実は、私たちの研究を応援してくれたのが横山信一参議院議員をはじめとする公明党の皆さんでした。私は国会議員唯一の水産学博士である横山議員のことを、心から信頼しており、同時に期待もしています。


「ウニバース」という名称には「ウニをもう一度蘇らせる」とのメッセージを込めました。沖で採った実入りの悪いウニを捨ててしまうのではなく、確実に実入りがよいものに生まれ変わらせ、安定して出荷することができれば、まずは何よりも地元産業の収益拡大になります。


加えて、磯焼けを防いだり、海藻がもとに戻ったりすることで、二酸化炭素の吸収が増え、いわゆる「ブルーカーボン」にもつながります。洋野町がブルーカーボンの日本一の造成地になったのは、「うに牧場」ができたからです。


収益拡大と環境保全の両立による持続可能な水産業は必ず実現できる。海の未来は必ず変えられる。私はそう信じています。


これからは、資源を生み出して循環させる「リストレーション(再生)の時代」と言われています。価値を創造することに真剣に向き合っていかなければ存続はできませんし、次の世代に何も残せなくなってしまいます。

東京を経由せずに世界に打って出る


2023年4月、私どもはオーストラリア・メルボルンに現地法人を設立しました。あるときにオーストラリアでも同じ磯焼けが問題になっていることを知り、日本で開発した「ウニバース」の技術を駆使して、現地の産業と資源再生に貢献できるのではないかと思ったからです。


洋野町や岩手県という地方から、東京を経由せずに世界に出ることができれば、ローカルの産業は変わっていくでしょう。産業さえあれば、雇用が促進され、人は育ちます。地域の宝は人です。人を育むためにも、確かなローカルの産業を築きたいと思っています。


そのためには、まずは私自身の自覚が大切だと感じています。自分だけがよければそれでよいという考え方ではなく、他者のために喜んで自身の人生を費やしていく。そうした生き方こそが、巡り巡って自身の幸せになる。そう考えられるリーダーであり続けたいと思います。

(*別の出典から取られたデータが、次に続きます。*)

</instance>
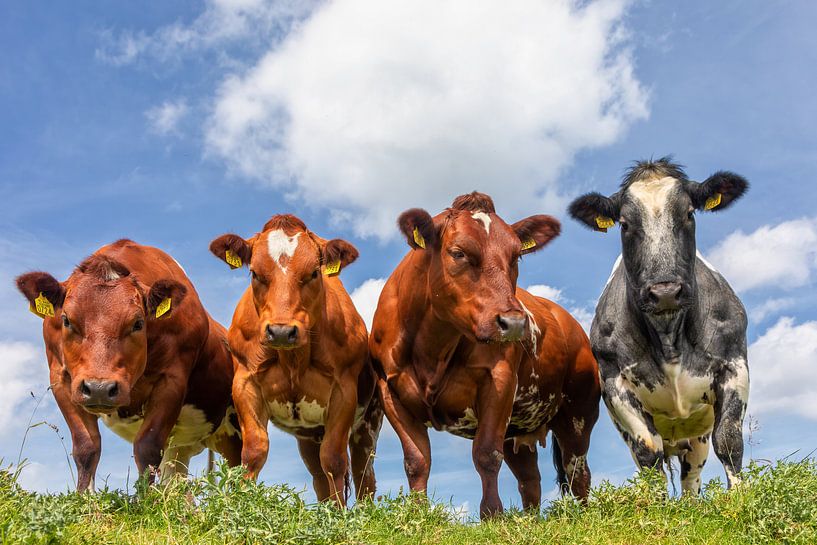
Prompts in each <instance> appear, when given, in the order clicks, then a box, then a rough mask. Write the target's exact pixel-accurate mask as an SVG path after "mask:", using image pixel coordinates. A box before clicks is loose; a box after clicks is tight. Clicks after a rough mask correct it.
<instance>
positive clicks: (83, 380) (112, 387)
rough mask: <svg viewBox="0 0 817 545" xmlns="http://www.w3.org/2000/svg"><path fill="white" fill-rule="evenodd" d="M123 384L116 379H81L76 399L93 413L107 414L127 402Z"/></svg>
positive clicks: (79, 402)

先日、創価学会の青年部の方とお話をする機会がありました。その時教えてもらった創価学会が信奉する日蓮の「人のためにをともしてあげれば、自分の前も明るくなるようなものである」との言葉に、心から共感を覚えます。 利他の精神には、時を超える可能性があります。今ここにおける挑戦が、すぐに結果に結びつかないこともある。ただし、その挑戦は時を超えて実を結ぶかもしれません。私自身の今の挑戦が、生産者や培ってきた技術を守り、洋野町の未来の人々の生業なりわいを生み出すことになれば、それ以上の幸せはありません。

これからの時代は利他の精神を持ち、感謝の気持ちを忘れず、誠実に生きる人が必要とされるはずです。率先垂範して、地方を、日本を、さらには世界を牽引していきたいと思っています。